I am transgender, I'm a non-binary transmasculine person. And though I do not want to be defined by my struggle or my mental health, it is part of my story. Here it should be said that this is not a story of all transgender people. It is not a one-story-fits-all. And it is probably not the "trapped in the wrong body" story you are expecting. But it is a story of a young person struggling to realise their gender in a world that did not allow space for that.

A friend of mine told me that as she knew she was a girl she had assumed she could grow up and grow boobs, be a woman and get pregnant. It wasn't until she got to school and began being taught about bodies, gender and sex, that she realised this would not happen. She was being told she was a boy and would grow up to be a man, and it is at this point that many of us become detached from and discontent with our bodies. Our sense of gender is so innate that it doesn't occur to children that their bodies are wrong until they are told that.

For me this meant that as my body began to change at puberty I became increasingly uncomfortable. I cannot say I felt trapped, and I think many transgender people will say they learn to love their bodies in some ways. My body has worked hard and been subjected to a lot to get me to this point. I have starved it and hurt it, I have tried to cut away the parts I didn't want, I have burned holes in it and pushed it to the point of near collapse at the gym to make it lean and harsh instead of round and soft. I have hated my body and what it stood for, I have hated that it marked me out as "woman". And yes, I have attempted suicide, more than once. I have thought that was my only option.

It is not surprising that so many young transgender people contemplate or carry out acts of self harm because we are taught to hate ourselves. Not overtly or always on purpose, but the media and our society teaches us that we are not normal and we are not beautiful. I hear you scoffing at that, "there are loads of trans* people in the media, look at The Danish Girl or Orange is The New Black. What about Caitlyn Jenner?". But these representations are flawed, too often transgender women are portrayed by cis men. Too often transgender women are only "beautiful for a trans woman" or beautiful after surgery. Too often we are shown trans bodies that are fully formed, post surgery and hormones and interventions. But that is not the lived experience of young people. In this country children cannot undergo interventions for gender confirmation. They may get hormone blockers to delay puberty but they are not considered able to consent to hormones or surgery until they are 18. Young transgender people need to see trans bodies in transition, they need to see trans identities that don't undergo surgery but are beautiful.
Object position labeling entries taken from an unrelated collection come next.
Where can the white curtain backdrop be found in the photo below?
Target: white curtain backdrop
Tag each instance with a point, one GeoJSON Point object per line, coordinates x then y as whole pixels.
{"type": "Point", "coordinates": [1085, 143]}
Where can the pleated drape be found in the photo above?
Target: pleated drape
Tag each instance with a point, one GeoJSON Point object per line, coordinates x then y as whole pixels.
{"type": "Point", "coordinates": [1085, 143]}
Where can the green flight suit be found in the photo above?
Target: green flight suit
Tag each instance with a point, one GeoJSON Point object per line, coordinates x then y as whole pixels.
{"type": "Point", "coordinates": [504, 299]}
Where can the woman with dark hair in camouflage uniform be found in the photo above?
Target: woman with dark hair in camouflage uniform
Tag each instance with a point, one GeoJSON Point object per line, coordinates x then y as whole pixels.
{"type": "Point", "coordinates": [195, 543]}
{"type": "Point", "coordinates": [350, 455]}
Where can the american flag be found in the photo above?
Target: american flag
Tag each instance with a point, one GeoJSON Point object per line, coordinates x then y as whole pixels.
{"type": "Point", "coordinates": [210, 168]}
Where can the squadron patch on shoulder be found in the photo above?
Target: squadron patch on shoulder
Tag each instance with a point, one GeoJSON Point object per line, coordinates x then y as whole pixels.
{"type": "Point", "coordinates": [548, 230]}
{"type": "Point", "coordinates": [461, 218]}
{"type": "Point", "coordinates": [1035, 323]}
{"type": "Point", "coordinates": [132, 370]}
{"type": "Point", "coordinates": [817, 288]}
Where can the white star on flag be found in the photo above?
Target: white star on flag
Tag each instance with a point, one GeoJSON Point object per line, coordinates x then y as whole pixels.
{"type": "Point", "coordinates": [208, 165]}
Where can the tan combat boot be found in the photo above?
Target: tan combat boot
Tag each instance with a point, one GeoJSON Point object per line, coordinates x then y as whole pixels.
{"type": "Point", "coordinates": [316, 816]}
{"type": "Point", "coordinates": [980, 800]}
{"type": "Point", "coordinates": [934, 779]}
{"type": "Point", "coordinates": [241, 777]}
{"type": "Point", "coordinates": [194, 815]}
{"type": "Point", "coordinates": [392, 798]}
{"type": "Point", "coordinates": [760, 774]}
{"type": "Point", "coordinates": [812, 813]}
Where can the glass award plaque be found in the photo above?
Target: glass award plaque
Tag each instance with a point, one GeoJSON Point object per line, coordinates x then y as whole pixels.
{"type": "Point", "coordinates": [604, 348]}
They need to see trans people occupying a platform that is equal to their cis peers and they need to know that trans is OK.

Half a century ago a cancer diagnosis was a death sentence, and our innovators have worked tirelessly to change that. Stonewall's report tells us that transgenderism is a death sentence for 40% of young people, so what are we going to do to change it? It starts with you. Not a scientist or a teacher or an academic or a transgender person. You. We need to include transgender identities in our discussions with our children, in school and in the media. We need to include transgender people in writing their parts in the media and in representing themselves too. We need to make space to hear the stories and we need to learn from them.